Wednesday, January 30, 2019

Create Custom Shading Colours in Word

The text highlighting tool in Word 2013 limits you to fifteen colours, but most of those are useless because they make the text hard to read. However, you can easily create custom highlighting colours that are more pleasing to the eye and offer more choices.

Note: When you pick a highlight or shading colour for a document that is likely to be printed, you should print the document to ensure that the highlighted text will be legible in the hard copy. In my experience, theme colours (in the first screenshot below) reproduce reasonably accurately, but many of the Standard and Custom colours (in the second and third screenshots) print darker than they appear on screen.
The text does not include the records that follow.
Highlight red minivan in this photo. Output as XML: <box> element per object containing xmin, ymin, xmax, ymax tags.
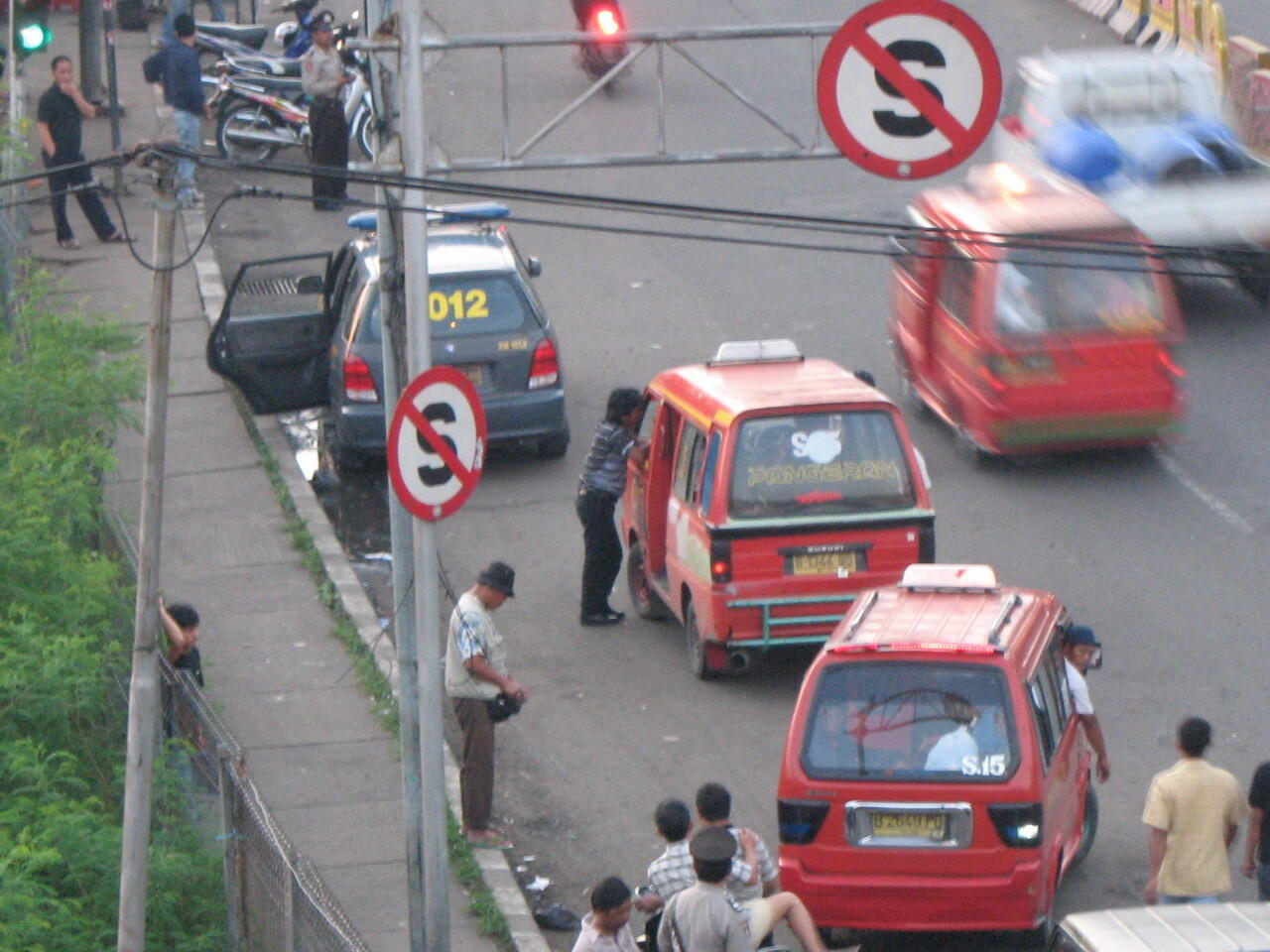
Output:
<box><xmin>890</xmin><ymin>165</ymin><xmax>1184</xmax><ymax>457</ymax></box>
<box><xmin>777</xmin><ymin>565</ymin><xmax>1097</xmax><ymax>930</ymax></box>
<box><xmin>622</xmin><ymin>340</ymin><xmax>935</xmax><ymax>678</ymax></box>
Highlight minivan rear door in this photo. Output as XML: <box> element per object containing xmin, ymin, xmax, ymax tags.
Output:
<box><xmin>207</xmin><ymin>254</ymin><xmax>335</xmax><ymax>414</ymax></box>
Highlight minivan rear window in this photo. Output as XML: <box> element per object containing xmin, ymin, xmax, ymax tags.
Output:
<box><xmin>729</xmin><ymin>410</ymin><xmax>915</xmax><ymax>520</ymax></box>
<box><xmin>428</xmin><ymin>274</ymin><xmax>530</xmax><ymax>337</ymax></box>
<box><xmin>803</xmin><ymin>661</ymin><xmax>1017</xmax><ymax>783</ymax></box>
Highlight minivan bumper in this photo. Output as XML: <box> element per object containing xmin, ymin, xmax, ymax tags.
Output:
<box><xmin>780</xmin><ymin>856</ymin><xmax>1045</xmax><ymax>932</ymax></box>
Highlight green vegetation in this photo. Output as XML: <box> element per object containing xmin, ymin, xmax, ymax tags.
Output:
<box><xmin>0</xmin><ymin>276</ymin><xmax>225</xmax><ymax>952</ymax></box>
<box><xmin>242</xmin><ymin>410</ymin><xmax>512</xmax><ymax>948</ymax></box>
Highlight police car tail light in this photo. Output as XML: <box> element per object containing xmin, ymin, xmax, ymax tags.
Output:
<box><xmin>710</xmin><ymin>538</ymin><xmax>731</xmax><ymax>581</ymax></box>
<box><xmin>988</xmin><ymin>803</ymin><xmax>1043</xmax><ymax>849</ymax></box>
<box><xmin>344</xmin><ymin>354</ymin><xmax>380</xmax><ymax>404</ymax></box>
<box><xmin>530</xmin><ymin>339</ymin><xmax>560</xmax><ymax>390</ymax></box>
<box><xmin>776</xmin><ymin>799</ymin><xmax>829</xmax><ymax>845</ymax></box>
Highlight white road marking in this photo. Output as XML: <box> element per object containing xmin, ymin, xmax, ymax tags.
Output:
<box><xmin>1152</xmin><ymin>447</ymin><xmax>1256</xmax><ymax>536</ymax></box>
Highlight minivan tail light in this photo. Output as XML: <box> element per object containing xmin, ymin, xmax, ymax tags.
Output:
<box><xmin>710</xmin><ymin>538</ymin><xmax>731</xmax><ymax>583</ymax></box>
<box><xmin>1156</xmin><ymin>346</ymin><xmax>1187</xmax><ymax>380</ymax></box>
<box><xmin>776</xmin><ymin>799</ymin><xmax>829</xmax><ymax>845</ymax></box>
<box><xmin>988</xmin><ymin>803</ymin><xmax>1043</xmax><ymax>849</ymax></box>
<box><xmin>530</xmin><ymin>337</ymin><xmax>560</xmax><ymax>390</ymax></box>
<box><xmin>344</xmin><ymin>354</ymin><xmax>380</xmax><ymax>404</ymax></box>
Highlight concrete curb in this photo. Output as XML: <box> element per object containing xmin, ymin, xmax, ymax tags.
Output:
<box><xmin>181</xmin><ymin>209</ymin><xmax>550</xmax><ymax>952</ymax></box>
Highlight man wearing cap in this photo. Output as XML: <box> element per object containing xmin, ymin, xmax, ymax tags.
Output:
<box><xmin>657</xmin><ymin>826</ymin><xmax>826</xmax><ymax>952</ymax></box>
<box><xmin>445</xmin><ymin>562</ymin><xmax>528</xmax><ymax>849</ymax></box>
<box><xmin>1062</xmin><ymin>625</ymin><xmax>1111</xmax><ymax>783</ymax></box>
<box><xmin>300</xmin><ymin>14</ymin><xmax>353</xmax><ymax>212</ymax></box>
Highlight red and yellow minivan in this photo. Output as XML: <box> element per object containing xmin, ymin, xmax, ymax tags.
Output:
<box><xmin>777</xmin><ymin>565</ymin><xmax>1097</xmax><ymax>932</ymax></box>
<box><xmin>622</xmin><ymin>340</ymin><xmax>935</xmax><ymax>678</ymax></box>
<box><xmin>890</xmin><ymin>164</ymin><xmax>1185</xmax><ymax>457</ymax></box>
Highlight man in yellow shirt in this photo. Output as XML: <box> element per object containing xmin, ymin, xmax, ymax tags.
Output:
<box><xmin>1142</xmin><ymin>717</ymin><xmax>1246</xmax><ymax>903</ymax></box>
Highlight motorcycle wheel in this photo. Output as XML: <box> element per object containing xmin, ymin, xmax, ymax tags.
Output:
<box><xmin>216</xmin><ymin>103</ymin><xmax>281</xmax><ymax>163</ymax></box>
<box><xmin>353</xmin><ymin>109</ymin><xmax>375</xmax><ymax>159</ymax></box>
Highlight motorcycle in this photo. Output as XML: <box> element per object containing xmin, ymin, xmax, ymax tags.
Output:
<box><xmin>216</xmin><ymin>49</ymin><xmax>375</xmax><ymax>162</ymax></box>
<box><xmin>574</xmin><ymin>0</ymin><xmax>626</xmax><ymax>90</ymax></box>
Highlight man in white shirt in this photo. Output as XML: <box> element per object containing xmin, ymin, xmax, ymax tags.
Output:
<box><xmin>1062</xmin><ymin>625</ymin><xmax>1111</xmax><ymax>783</ymax></box>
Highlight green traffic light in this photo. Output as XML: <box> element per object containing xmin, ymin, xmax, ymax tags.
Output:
<box><xmin>18</xmin><ymin>23</ymin><xmax>52</xmax><ymax>52</ymax></box>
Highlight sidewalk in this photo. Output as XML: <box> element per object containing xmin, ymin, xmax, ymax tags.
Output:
<box><xmin>27</xmin><ymin>14</ymin><xmax>546</xmax><ymax>952</ymax></box>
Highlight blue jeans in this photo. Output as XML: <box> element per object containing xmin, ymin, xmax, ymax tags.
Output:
<box><xmin>172</xmin><ymin>109</ymin><xmax>203</xmax><ymax>198</ymax></box>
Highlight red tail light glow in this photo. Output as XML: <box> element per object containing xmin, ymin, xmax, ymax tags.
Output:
<box><xmin>593</xmin><ymin>6</ymin><xmax>622</xmax><ymax>37</ymax></box>
<box><xmin>528</xmin><ymin>337</ymin><xmax>560</xmax><ymax>390</ymax></box>
<box><xmin>344</xmin><ymin>354</ymin><xmax>380</xmax><ymax>404</ymax></box>
<box><xmin>1156</xmin><ymin>348</ymin><xmax>1187</xmax><ymax>380</ymax></box>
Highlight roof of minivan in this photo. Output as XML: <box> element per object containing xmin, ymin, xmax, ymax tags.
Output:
<box><xmin>1063</xmin><ymin>902</ymin><xmax>1270</xmax><ymax>952</ymax></box>
<box><xmin>652</xmin><ymin>358</ymin><xmax>890</xmax><ymax>418</ymax></box>
<box><xmin>826</xmin><ymin>586</ymin><xmax>1057</xmax><ymax>666</ymax></box>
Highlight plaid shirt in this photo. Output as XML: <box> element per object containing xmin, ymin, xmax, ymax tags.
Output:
<box><xmin>648</xmin><ymin>839</ymin><xmax>750</xmax><ymax>912</ymax></box>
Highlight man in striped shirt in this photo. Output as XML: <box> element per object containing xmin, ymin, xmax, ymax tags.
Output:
<box><xmin>576</xmin><ymin>387</ymin><xmax>647</xmax><ymax>625</ymax></box>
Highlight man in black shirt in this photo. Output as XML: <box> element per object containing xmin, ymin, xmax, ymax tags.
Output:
<box><xmin>36</xmin><ymin>56</ymin><xmax>123</xmax><ymax>251</ymax></box>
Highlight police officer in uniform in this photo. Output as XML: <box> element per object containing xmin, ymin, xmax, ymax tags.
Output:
<box><xmin>300</xmin><ymin>15</ymin><xmax>353</xmax><ymax>210</ymax></box>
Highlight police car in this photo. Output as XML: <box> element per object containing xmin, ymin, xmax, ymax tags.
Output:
<box><xmin>207</xmin><ymin>202</ymin><xmax>569</xmax><ymax>472</ymax></box>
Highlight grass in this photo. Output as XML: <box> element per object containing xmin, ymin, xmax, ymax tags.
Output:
<box><xmin>239</xmin><ymin>404</ymin><xmax>512</xmax><ymax>948</ymax></box>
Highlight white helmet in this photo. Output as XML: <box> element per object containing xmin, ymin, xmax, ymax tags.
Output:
<box><xmin>273</xmin><ymin>20</ymin><xmax>300</xmax><ymax>50</ymax></box>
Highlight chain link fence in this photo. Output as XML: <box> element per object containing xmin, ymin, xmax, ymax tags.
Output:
<box><xmin>159</xmin><ymin>658</ymin><xmax>369</xmax><ymax>952</ymax></box>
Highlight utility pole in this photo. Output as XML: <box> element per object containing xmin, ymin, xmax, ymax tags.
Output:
<box><xmin>398</xmin><ymin>0</ymin><xmax>449</xmax><ymax>952</ymax></box>
<box><xmin>118</xmin><ymin>156</ymin><xmax>177</xmax><ymax>952</ymax></box>
<box><xmin>78</xmin><ymin>0</ymin><xmax>101</xmax><ymax>103</ymax></box>
<box><xmin>366</xmin><ymin>0</ymin><xmax>427</xmax><ymax>952</ymax></box>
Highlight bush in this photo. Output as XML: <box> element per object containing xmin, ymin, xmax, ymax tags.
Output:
<box><xmin>0</xmin><ymin>270</ymin><xmax>225</xmax><ymax>952</ymax></box>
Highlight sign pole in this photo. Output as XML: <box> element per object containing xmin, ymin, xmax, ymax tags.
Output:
<box><xmin>399</xmin><ymin>0</ymin><xmax>449</xmax><ymax>952</ymax></box>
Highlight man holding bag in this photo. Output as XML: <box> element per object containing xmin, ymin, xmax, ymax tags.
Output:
<box><xmin>445</xmin><ymin>562</ymin><xmax>528</xmax><ymax>849</ymax></box>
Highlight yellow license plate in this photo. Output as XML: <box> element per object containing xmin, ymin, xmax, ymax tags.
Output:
<box><xmin>790</xmin><ymin>552</ymin><xmax>856</xmax><ymax>575</ymax></box>
<box><xmin>872</xmin><ymin>813</ymin><xmax>945</xmax><ymax>840</ymax></box>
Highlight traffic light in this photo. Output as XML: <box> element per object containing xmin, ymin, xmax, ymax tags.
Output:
<box><xmin>13</xmin><ymin>0</ymin><xmax>54</xmax><ymax>56</ymax></box>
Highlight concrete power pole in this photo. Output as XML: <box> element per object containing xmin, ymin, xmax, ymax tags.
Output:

To use a custom highlight colour:
  1. Select the text you want to highlight.
  2. In the ribbon's Home tab, in the Paragraph group, click the arrow beside the Shading icon. A colour palette appears.
  3. Do either of the following:
    • From the Theme Colours palette, select a colour.

    • Click More Colors. From the Colours dialog box that appears, select a Standard colour or define a Custom colour, then click OK.

Your selected shading colour is applied to the text you selected.

If you have a shade you're particularly fond of (pale purple, for example), you can use this technique to assign the colour to a character style. Then to apply the highlight, just select the character style from the styles list.